Which version of Spark should I use? 1.6.0 or 2.0.0?

Thank you!

回答1:

I am currently using spark 2.0.2 with hadoop 2.7.3 and hive 2.1 and it's working fine. And I think hive will support both version of spark 1.6.x and 2.x but I will suggest you to go with spark 2.x since it's the latest version.

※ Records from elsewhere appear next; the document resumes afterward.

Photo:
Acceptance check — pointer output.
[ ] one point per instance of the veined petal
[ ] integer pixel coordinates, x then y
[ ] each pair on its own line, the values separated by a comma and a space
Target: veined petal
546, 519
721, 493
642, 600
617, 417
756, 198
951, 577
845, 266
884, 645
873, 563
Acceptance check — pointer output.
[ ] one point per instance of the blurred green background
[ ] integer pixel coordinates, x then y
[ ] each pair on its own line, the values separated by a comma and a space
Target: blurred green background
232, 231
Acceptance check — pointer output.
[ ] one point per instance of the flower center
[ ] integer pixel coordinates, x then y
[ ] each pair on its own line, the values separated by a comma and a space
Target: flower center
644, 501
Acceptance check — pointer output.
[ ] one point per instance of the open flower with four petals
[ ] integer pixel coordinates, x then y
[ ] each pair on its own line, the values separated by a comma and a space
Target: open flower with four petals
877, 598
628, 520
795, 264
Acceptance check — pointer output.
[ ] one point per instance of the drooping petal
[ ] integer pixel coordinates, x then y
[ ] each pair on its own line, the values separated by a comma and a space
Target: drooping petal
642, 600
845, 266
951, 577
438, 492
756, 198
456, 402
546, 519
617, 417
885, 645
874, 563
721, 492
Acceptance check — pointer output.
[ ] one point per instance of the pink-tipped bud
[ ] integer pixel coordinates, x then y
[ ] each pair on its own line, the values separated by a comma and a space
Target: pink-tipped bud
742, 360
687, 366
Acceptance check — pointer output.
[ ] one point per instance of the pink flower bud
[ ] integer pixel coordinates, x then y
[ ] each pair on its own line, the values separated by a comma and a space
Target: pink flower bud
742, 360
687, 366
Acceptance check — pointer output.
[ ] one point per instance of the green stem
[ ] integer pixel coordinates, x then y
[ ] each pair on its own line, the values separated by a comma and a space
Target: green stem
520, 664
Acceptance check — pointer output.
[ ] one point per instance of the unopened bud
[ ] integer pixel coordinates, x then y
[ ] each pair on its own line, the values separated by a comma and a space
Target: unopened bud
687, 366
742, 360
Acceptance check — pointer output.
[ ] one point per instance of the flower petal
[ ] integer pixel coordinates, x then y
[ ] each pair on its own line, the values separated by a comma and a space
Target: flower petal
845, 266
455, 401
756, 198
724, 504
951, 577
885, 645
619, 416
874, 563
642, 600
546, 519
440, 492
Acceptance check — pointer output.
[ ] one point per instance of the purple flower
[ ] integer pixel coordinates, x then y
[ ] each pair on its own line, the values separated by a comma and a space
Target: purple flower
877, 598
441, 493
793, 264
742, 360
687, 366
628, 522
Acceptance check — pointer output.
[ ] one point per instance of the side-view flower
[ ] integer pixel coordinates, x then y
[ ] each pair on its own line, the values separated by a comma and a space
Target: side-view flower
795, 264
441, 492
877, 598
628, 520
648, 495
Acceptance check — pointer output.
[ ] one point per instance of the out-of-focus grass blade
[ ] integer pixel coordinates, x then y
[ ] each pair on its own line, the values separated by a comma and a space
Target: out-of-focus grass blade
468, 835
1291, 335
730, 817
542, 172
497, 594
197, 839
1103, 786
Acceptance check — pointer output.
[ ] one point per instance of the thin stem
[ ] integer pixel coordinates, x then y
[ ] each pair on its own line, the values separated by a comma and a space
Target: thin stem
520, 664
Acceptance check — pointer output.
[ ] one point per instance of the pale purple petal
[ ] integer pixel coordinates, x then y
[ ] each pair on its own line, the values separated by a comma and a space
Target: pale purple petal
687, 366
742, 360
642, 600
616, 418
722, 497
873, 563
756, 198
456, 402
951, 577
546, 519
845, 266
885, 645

Some motivational link for why to use spark 2.x https://docs.cloud.databricks.com/docs/latest/sample_applications/04%20Apache%20Spark%202.0%20Examples/03%20Performance%20Apache%20(Spark%202.0%20vs%201.6).html

Apache Spark vs Apache Spark 2



回答2:

The current version of Spark 2.X is not compatible with Hive 2.1 and Hadoop 2.7, there is a major bug:

JavaSparkListener is not available and Hive crash on execution

https://issues.apache.org/jira/browse/SPARK-17563

You can try to build Hive 2.1 with Hadoop 2.7 and Spark 1.6 with:

./make-distribution.sh --name "hadoop2-without-hive" --tgz "-Pyarn,hadoop-provided,hadoop-2.7,parquet-provided" 

If you take a look to the command after 2.0 the difference is that ./make-distribution is inside the folder /dev.

If it does not work for hadoop 2.7.X, I can confirm you that I have been able to successfully built it with Hadoop 2.6, by using:

./make-distribution.sh --name "hadoop2-without-hive" --tgz "-Pyarn,hadoop-provided,hadoop-2.6,parquet-provided" 

and for scala 2.10.5